The Roman Empire has offered rich pickings for game developers over the years. There have been several titles inviting you to relive the glory of Rome. The latest effort to hit the stores is Grand Ages: Rome. This is a predictable blend of poorly done real time strategy warfare and nicely realised city building. It is a solid, attractive title with an interesting single player campaign, but the lack of innovation is a disappointment. The saying familiarity breeds contempt comes to mind.
Game-Play (3 out of 5)
Each level in Grand Ages: Rome challenges you to complete a number of objectives. There is a tutorial for building and one for warfare, but anyone who has played a game in this genre before will find it very easy to pick up. The campaign map assigns you various cities to develop and you can choose which missions to do. Each one has a back story and there is an attempt to offer some character development. You can choose sides impacting on the missions that are available down the line. You are also rewarded for success with new traits and resource bonuses. Despite the effort, the stories add little to the experience and you never really feel like a character carving a path through history.
The building mechanic is similar to titles like Pharaoh. You place structures out and try to encourage your city to grow. Many of the buildings have clear interdependencies. You need food to attract people. You need people to work on gathering resources such as wood, bricks, and stone, which in turn allow you to build more structures. Pig farms feed butcher shops and the more quality food you produce, the more skilled people you attract. You can cater to religion, provide entertainment, and research improvements in your schools. It is relatively easy to balance your resources and keep everyone happy.

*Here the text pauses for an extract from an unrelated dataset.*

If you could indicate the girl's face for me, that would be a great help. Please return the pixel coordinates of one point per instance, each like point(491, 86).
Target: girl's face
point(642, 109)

The gameplay is identical to city builders of old with a few important distinctions. All of your buildings are available from the start which seems great at first. There is a reason these kinds of games usually allow you to develop new buildings over time however, as it keeps you interested. The fact that you can try everything out in your first few levels leaves no surprises, and it means the cities feel boring quickly. The developers have also dispensed with the notion that goods travel, so as soon as you build the required pig farm, you can supply your butcher. And unlike Pharaoh, you aren’t waiting for a man to drag the goods through the streets.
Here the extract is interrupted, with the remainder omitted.